Joel A. Aronowitz, MD

Joel A. Aronowitz

“Fat grafting with or without stem cells may turn out to be an effective treatment for hair loss,” he said.

“It represents an opportunity for incorporation of hair restoration in a plastic surgery practice if results of our study and others demonstrate rigorous evidence that fat grafting and fat grafting with stem cells result in improved hair regrowth.”

An ongoing phase 2 FDA-approved STYLE 6-month study sponsored by Kerastem conducted by Aronowitz and colleagues has enrolled 70 patients with pattern hair loss at four sites. Early results demonstrate a significant improvement and a very low morbidity for grafting fat in the scalp, Aronowitz said.

The study is being conducted based on the success of a preliminary study in Europe that enrolled nine patients (eight men and one woman) with pattern hair loss.

In the preliminary study also sponsored Kerastem, lipoaspirate harvested from each patient was separated with one portion being purified by the Puregraft system (Puregraft), and the other portion was digested to obtain concentrated stromal vascular fraction (SVF) cells. The patients were treated by autologous fat transplantation, utilizing the gathered SVF by injection into the affected areas of the scalp, according to the researchers.
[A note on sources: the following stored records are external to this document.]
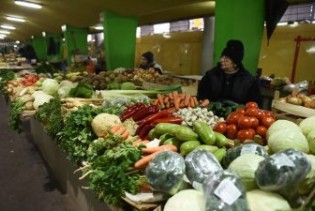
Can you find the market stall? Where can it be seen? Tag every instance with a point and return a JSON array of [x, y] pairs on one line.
[[153, 149]]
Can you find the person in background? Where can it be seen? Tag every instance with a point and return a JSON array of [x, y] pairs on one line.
[[229, 80], [147, 62]]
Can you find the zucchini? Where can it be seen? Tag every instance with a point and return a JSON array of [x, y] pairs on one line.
[[204, 131], [184, 133]]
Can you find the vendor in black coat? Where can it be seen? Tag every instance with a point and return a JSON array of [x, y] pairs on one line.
[[229, 80]]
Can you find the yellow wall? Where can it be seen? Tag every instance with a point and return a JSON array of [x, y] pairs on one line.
[[181, 53], [277, 58]]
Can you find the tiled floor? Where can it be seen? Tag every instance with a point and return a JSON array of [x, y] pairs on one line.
[[25, 182]]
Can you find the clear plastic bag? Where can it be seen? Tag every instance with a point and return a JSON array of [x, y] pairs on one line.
[[200, 164], [224, 191], [283, 172], [166, 171]]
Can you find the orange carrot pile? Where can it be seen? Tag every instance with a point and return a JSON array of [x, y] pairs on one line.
[[152, 152], [178, 100]]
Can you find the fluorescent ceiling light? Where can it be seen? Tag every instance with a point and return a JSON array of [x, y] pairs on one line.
[[99, 27], [28, 4], [5, 26], [4, 32], [15, 19]]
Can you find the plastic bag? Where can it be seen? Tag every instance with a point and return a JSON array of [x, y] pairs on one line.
[[224, 191], [283, 172], [200, 164], [166, 171]]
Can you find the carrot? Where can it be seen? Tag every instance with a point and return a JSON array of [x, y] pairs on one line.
[[160, 100], [170, 95], [166, 99], [187, 100], [144, 161], [155, 102], [159, 148], [191, 102], [205, 103], [115, 128], [195, 101], [125, 135]]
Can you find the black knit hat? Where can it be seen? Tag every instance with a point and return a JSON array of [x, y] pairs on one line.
[[149, 56], [234, 50]]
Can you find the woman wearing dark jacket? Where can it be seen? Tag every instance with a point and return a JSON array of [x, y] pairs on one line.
[[229, 80], [147, 62]]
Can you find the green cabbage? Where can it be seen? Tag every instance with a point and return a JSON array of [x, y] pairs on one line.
[[259, 200], [195, 202], [308, 183], [50, 86], [166, 171], [286, 137], [245, 167], [307, 125]]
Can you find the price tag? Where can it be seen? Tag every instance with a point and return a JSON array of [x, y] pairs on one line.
[[283, 160], [248, 148], [227, 192]]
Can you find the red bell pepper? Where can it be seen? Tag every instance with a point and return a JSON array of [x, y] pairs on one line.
[[172, 119], [143, 132], [144, 112], [152, 117], [131, 111]]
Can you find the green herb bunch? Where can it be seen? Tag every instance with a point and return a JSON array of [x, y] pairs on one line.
[[49, 114]]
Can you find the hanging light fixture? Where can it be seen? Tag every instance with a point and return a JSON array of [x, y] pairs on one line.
[[28, 4], [4, 32], [5, 26], [16, 19]]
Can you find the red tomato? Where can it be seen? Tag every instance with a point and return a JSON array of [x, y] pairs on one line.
[[252, 112], [244, 134], [251, 105], [244, 122], [231, 131], [252, 131], [261, 130], [220, 127], [254, 122], [269, 113], [267, 121], [260, 114], [240, 111], [232, 118]]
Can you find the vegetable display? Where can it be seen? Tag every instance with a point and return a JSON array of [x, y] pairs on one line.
[[283, 172], [200, 164], [225, 191], [166, 172]]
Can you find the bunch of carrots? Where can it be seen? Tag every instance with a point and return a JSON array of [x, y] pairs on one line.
[[150, 153], [178, 100]]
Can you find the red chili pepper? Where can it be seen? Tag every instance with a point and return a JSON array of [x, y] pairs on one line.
[[152, 117], [142, 113], [132, 110], [173, 119], [143, 132]]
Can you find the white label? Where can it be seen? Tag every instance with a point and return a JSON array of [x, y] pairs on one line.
[[283, 160], [197, 186], [227, 192], [248, 148]]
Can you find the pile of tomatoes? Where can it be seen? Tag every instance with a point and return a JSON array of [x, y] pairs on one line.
[[29, 80], [245, 123]]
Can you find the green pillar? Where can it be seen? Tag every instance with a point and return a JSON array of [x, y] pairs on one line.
[[76, 41], [243, 20], [39, 45], [53, 43], [119, 40]]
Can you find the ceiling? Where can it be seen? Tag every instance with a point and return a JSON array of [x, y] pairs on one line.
[[83, 13]]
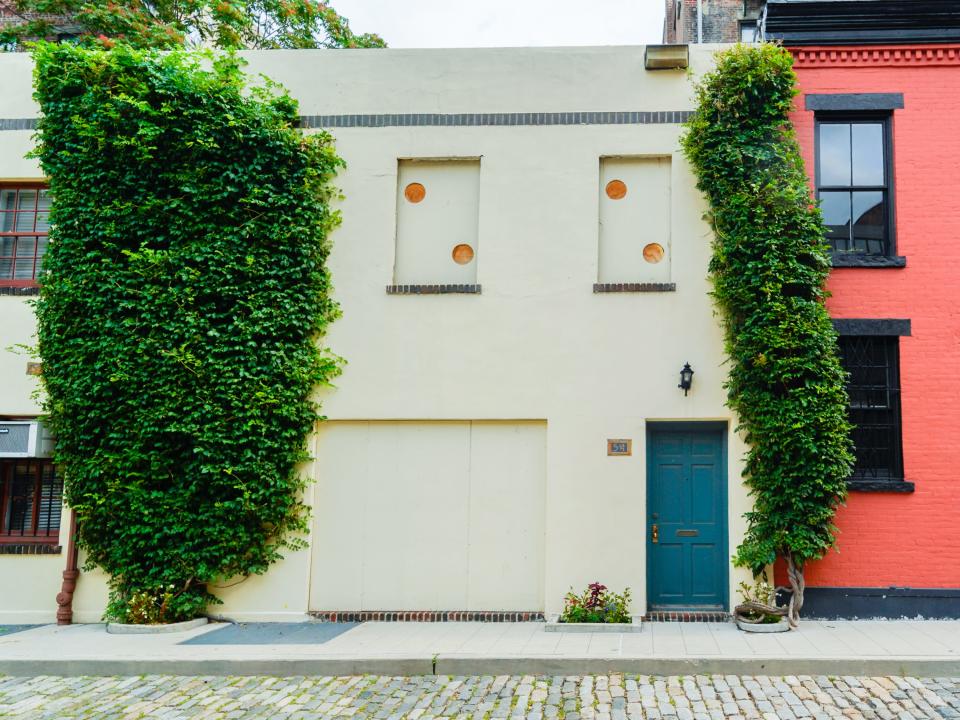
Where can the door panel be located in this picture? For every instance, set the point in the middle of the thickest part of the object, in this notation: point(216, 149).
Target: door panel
point(686, 497)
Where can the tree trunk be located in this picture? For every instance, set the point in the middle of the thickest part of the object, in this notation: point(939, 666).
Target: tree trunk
point(795, 575)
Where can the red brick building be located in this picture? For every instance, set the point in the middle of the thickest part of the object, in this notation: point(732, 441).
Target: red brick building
point(877, 121)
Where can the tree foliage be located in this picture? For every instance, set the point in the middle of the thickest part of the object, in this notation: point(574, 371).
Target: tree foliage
point(183, 295)
point(769, 265)
point(167, 24)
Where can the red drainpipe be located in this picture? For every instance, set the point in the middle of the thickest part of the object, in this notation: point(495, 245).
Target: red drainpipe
point(70, 575)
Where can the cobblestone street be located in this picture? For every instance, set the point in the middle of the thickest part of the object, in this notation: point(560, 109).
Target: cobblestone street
point(614, 697)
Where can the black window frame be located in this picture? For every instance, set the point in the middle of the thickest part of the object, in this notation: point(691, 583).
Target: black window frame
point(846, 117)
point(873, 416)
point(43, 526)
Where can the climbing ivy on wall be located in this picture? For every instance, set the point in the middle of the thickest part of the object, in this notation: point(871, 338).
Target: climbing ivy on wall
point(769, 265)
point(183, 297)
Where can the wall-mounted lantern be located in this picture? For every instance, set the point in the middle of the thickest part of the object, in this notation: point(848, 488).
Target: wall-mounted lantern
point(686, 378)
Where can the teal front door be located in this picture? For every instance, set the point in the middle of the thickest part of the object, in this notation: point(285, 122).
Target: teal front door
point(687, 557)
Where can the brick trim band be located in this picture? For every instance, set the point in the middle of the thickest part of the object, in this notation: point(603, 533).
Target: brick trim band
point(29, 548)
point(691, 616)
point(654, 117)
point(634, 287)
point(617, 117)
point(433, 289)
point(876, 56)
point(427, 616)
point(858, 326)
point(854, 101)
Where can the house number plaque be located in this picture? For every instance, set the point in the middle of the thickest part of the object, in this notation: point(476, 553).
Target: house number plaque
point(619, 447)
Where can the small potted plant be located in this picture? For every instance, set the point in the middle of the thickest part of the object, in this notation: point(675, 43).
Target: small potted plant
point(759, 611)
point(596, 609)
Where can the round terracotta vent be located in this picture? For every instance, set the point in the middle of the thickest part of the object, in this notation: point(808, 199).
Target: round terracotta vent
point(616, 189)
point(462, 254)
point(415, 192)
point(653, 253)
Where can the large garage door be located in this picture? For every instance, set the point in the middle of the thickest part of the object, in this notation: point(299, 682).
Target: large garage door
point(429, 516)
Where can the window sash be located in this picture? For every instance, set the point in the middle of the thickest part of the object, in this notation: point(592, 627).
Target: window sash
point(31, 501)
point(843, 236)
point(24, 228)
point(874, 411)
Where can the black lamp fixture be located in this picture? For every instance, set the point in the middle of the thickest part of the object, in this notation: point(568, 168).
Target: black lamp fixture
point(686, 378)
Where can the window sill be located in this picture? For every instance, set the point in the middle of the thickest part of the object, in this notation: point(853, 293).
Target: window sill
point(19, 290)
point(872, 261)
point(634, 287)
point(894, 486)
point(433, 289)
point(30, 548)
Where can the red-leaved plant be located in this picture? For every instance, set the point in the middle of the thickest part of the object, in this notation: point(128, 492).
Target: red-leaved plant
point(596, 605)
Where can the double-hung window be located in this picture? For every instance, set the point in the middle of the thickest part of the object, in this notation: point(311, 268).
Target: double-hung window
point(24, 224)
point(31, 492)
point(854, 176)
point(870, 353)
point(853, 184)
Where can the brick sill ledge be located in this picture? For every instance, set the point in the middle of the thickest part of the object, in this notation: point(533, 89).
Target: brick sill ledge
point(433, 289)
point(634, 287)
point(894, 486)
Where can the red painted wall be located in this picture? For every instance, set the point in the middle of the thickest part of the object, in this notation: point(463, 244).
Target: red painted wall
point(897, 539)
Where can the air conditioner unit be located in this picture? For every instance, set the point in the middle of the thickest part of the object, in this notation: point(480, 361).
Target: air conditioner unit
point(24, 438)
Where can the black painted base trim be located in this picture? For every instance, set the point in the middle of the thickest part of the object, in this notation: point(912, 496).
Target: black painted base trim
point(876, 261)
point(832, 603)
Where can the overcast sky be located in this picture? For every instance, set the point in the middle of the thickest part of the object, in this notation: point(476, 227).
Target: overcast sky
point(501, 23)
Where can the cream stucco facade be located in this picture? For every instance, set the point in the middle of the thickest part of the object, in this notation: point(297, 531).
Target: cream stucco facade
point(464, 465)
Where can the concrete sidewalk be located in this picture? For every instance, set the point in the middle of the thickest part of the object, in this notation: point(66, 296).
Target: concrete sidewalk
point(883, 647)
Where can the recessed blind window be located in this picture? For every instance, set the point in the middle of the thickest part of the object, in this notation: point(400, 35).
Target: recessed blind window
point(853, 185)
point(874, 389)
point(24, 225)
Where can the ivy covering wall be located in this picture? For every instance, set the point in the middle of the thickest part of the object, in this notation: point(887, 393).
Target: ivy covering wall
point(769, 265)
point(183, 296)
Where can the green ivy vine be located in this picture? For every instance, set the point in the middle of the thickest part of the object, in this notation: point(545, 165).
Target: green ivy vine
point(184, 295)
point(769, 265)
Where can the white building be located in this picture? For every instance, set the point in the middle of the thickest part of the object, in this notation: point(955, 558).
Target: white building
point(522, 268)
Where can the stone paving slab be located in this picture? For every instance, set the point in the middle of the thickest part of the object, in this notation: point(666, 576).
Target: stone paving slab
point(485, 697)
point(914, 648)
point(271, 634)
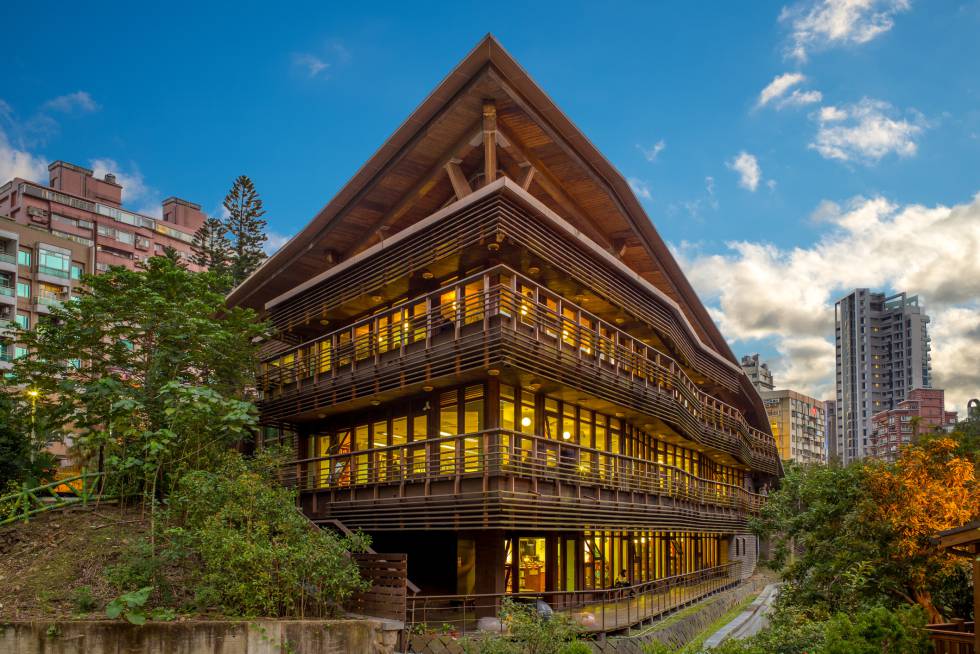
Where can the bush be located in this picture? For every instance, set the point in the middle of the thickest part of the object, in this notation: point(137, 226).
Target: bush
point(258, 555)
point(529, 632)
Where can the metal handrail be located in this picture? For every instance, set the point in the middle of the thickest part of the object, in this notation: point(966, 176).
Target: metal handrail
point(608, 609)
point(639, 360)
point(500, 451)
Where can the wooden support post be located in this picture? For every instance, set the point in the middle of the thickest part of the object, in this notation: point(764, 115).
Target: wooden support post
point(489, 141)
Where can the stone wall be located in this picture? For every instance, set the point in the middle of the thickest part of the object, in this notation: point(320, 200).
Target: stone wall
point(201, 637)
point(680, 631)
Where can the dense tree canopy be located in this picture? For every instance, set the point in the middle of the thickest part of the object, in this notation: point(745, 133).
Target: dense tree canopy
point(147, 371)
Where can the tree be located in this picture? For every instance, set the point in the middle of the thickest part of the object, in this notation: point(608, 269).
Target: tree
point(245, 226)
point(929, 489)
point(212, 249)
point(143, 372)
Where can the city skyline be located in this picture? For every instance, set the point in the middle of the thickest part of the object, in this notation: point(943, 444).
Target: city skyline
point(818, 165)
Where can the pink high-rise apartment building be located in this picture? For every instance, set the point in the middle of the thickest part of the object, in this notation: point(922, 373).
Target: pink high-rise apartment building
point(894, 428)
point(52, 234)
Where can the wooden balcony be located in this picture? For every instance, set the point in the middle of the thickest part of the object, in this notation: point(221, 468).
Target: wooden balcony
point(495, 319)
point(506, 479)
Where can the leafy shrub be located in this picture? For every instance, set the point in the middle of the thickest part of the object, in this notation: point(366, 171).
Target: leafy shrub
point(528, 632)
point(132, 607)
point(84, 599)
point(258, 554)
point(878, 630)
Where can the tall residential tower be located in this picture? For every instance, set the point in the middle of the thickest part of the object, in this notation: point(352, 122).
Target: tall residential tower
point(882, 354)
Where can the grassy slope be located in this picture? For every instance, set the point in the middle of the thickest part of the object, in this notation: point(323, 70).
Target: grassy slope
point(44, 563)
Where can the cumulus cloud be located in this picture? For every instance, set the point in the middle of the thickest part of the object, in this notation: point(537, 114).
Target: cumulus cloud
point(786, 296)
point(866, 132)
point(747, 167)
point(310, 64)
point(778, 87)
point(79, 100)
point(15, 162)
point(821, 24)
point(641, 188)
point(274, 241)
point(651, 153)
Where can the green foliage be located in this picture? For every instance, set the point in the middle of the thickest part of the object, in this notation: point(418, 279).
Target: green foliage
point(22, 460)
point(212, 249)
point(246, 228)
point(253, 552)
point(148, 370)
point(528, 632)
point(84, 599)
point(132, 607)
point(878, 630)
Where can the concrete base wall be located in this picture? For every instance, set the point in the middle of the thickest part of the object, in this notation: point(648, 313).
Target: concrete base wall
point(748, 552)
point(211, 637)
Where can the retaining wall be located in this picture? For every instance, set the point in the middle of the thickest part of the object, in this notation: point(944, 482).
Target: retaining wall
point(200, 637)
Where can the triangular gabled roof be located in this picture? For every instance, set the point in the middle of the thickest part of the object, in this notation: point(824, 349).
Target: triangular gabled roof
point(404, 181)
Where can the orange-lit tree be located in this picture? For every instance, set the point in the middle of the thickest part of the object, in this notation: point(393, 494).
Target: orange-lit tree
point(931, 488)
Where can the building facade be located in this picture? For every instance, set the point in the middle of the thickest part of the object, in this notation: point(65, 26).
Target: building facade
point(758, 372)
point(921, 412)
point(488, 360)
point(798, 425)
point(830, 429)
point(882, 349)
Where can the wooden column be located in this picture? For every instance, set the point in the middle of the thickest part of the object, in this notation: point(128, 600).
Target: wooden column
point(489, 141)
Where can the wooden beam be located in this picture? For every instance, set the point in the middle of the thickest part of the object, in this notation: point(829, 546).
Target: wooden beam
point(552, 186)
point(460, 186)
point(471, 139)
point(489, 141)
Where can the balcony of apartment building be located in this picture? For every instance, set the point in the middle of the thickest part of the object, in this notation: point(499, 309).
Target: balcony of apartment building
point(8, 252)
point(493, 322)
point(8, 289)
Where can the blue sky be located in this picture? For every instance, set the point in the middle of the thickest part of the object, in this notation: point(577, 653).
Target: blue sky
point(871, 133)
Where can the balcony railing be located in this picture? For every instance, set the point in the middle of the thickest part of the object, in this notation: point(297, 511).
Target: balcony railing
point(520, 305)
point(501, 452)
point(600, 610)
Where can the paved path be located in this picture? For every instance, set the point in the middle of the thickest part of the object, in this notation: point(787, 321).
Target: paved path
point(749, 622)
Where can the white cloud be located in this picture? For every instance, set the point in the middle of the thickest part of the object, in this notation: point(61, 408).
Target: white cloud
point(778, 87)
point(80, 100)
point(866, 132)
point(134, 186)
point(821, 24)
point(650, 154)
point(800, 98)
point(15, 162)
point(747, 167)
point(274, 241)
point(310, 64)
point(641, 188)
point(786, 295)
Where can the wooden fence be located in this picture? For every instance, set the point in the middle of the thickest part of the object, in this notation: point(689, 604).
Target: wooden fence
point(387, 595)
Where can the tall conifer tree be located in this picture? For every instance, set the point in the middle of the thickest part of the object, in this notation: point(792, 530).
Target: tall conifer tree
point(212, 249)
point(245, 227)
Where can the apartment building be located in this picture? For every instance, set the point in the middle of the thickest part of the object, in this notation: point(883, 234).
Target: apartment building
point(882, 354)
point(758, 372)
point(922, 411)
point(798, 425)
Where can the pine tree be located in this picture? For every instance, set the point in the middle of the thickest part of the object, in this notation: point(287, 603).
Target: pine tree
point(245, 227)
point(212, 249)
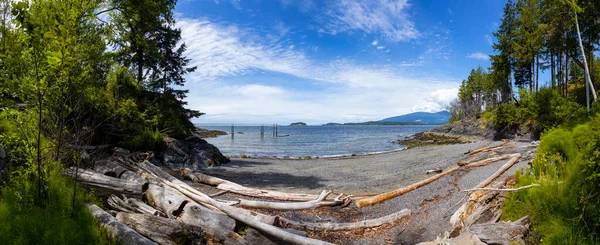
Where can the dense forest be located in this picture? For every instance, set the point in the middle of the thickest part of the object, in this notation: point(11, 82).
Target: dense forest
point(554, 37)
point(557, 38)
point(75, 74)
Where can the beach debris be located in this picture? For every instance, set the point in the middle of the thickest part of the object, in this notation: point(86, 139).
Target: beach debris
point(482, 205)
point(173, 211)
point(472, 152)
point(437, 171)
point(227, 185)
point(159, 229)
point(317, 203)
point(370, 223)
point(369, 201)
point(119, 231)
point(502, 232)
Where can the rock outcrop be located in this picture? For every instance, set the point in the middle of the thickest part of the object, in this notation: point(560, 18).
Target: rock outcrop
point(193, 152)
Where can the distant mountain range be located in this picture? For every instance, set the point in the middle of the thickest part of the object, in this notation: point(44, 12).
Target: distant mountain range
point(441, 117)
point(415, 118)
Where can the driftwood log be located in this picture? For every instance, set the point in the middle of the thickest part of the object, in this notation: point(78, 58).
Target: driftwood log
point(118, 231)
point(100, 181)
point(218, 226)
point(491, 160)
point(227, 185)
point(472, 152)
point(482, 206)
point(157, 175)
point(369, 201)
point(388, 219)
point(161, 230)
point(398, 192)
point(288, 206)
point(506, 166)
point(503, 233)
point(132, 205)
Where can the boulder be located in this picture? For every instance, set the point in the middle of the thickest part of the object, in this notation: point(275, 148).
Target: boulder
point(193, 152)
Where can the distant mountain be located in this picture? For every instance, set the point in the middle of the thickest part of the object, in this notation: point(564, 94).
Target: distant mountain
point(441, 117)
point(298, 124)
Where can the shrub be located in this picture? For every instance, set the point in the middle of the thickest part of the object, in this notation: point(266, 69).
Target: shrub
point(541, 111)
point(565, 209)
point(57, 221)
point(146, 140)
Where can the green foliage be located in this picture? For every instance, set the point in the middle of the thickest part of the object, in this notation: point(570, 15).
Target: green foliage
point(57, 222)
point(144, 140)
point(565, 208)
point(543, 110)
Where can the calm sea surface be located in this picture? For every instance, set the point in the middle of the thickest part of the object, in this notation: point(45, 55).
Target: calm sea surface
point(312, 140)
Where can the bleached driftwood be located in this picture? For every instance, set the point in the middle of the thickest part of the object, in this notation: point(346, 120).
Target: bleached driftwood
point(97, 180)
point(227, 185)
point(370, 223)
point(152, 173)
point(501, 189)
point(506, 166)
point(319, 202)
point(481, 204)
point(490, 160)
point(118, 231)
point(472, 152)
point(218, 226)
point(132, 205)
point(398, 192)
point(369, 201)
point(504, 233)
point(161, 230)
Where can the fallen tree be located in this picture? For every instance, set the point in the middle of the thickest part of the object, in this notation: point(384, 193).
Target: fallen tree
point(369, 201)
point(482, 206)
point(227, 185)
point(156, 175)
point(121, 233)
point(472, 152)
point(319, 202)
point(104, 182)
point(370, 223)
point(162, 230)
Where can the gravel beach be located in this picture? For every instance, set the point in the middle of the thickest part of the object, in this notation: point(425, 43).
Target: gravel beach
point(431, 205)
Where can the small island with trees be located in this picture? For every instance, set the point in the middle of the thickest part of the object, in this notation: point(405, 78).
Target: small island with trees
point(298, 124)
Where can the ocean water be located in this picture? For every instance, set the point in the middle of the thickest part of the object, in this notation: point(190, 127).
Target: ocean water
point(313, 141)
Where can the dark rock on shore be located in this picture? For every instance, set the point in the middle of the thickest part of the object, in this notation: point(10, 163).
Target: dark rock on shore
point(208, 133)
point(298, 124)
point(193, 152)
point(470, 128)
point(432, 138)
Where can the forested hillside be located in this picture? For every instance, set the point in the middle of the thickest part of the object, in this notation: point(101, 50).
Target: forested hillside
point(557, 38)
point(75, 73)
point(554, 37)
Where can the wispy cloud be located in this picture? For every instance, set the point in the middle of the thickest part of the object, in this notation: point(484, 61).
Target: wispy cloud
point(348, 90)
point(386, 18)
point(478, 56)
point(489, 39)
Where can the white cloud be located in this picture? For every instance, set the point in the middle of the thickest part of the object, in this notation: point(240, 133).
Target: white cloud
point(437, 100)
point(478, 56)
point(386, 18)
point(346, 92)
point(489, 39)
point(237, 4)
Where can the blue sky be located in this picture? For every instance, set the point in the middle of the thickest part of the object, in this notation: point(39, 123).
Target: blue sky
point(280, 61)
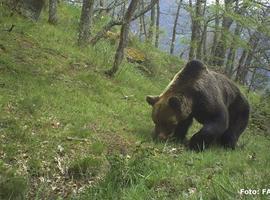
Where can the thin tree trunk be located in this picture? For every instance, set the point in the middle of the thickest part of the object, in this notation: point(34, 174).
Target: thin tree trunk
point(152, 24)
point(157, 25)
point(199, 24)
point(123, 38)
point(216, 33)
point(252, 79)
point(241, 65)
point(114, 22)
point(220, 50)
point(232, 52)
point(53, 12)
point(175, 27)
point(195, 28)
point(142, 20)
point(85, 22)
point(246, 58)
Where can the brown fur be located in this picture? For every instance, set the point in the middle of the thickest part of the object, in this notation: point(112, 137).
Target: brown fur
point(210, 98)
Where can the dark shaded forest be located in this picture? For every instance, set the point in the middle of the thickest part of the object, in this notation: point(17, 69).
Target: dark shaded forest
point(74, 74)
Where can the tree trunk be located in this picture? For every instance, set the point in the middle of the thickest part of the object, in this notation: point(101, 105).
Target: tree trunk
point(123, 38)
point(175, 27)
point(85, 22)
point(142, 21)
point(220, 50)
point(200, 38)
point(157, 25)
point(241, 66)
point(195, 35)
point(53, 12)
point(114, 22)
point(252, 79)
point(232, 52)
point(216, 33)
point(246, 58)
point(152, 24)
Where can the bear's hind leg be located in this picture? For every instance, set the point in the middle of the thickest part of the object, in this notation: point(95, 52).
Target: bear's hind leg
point(238, 120)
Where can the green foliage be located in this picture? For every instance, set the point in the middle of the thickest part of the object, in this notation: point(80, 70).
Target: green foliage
point(86, 167)
point(12, 186)
point(63, 123)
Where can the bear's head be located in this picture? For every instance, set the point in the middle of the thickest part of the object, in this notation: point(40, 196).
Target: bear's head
point(167, 112)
A trichoscan analysis at 6 months, with three patients lost to follow-up, revealed an average 14% increase in hair count compared with baseline (P = .01), or a mean difference of 28 hairs. In addition, the researchers observed a 34% average increase in the anagen percentage. At 6 months’ follow-up, individuals with Grade I-IV hair loss (n = 5) showed an average increase in hair count of 17% (P = .02), which translated into a mean difference of 30 hairs.

“Fat grafting is a promising alternative to hair grafts and medication for male and female hair restoration,” Aronowitz said.

Aronowitz expects results of the STYLE study to be released by early to mid-2017.  by Talitha Bennett and Bruce Thiel

Disclosure: Aronowitz reports no relevant financial disclosures.


Aronowitz JA, et al. Stromal Vascular Fraction Enhanced Adipose Transplantation in Hair Loss: Early Experience & Active Phase II FDA Investigation. Presented at: Plastic Surgery The Meeting; Sept. 23-27, 2016; Los Angeles.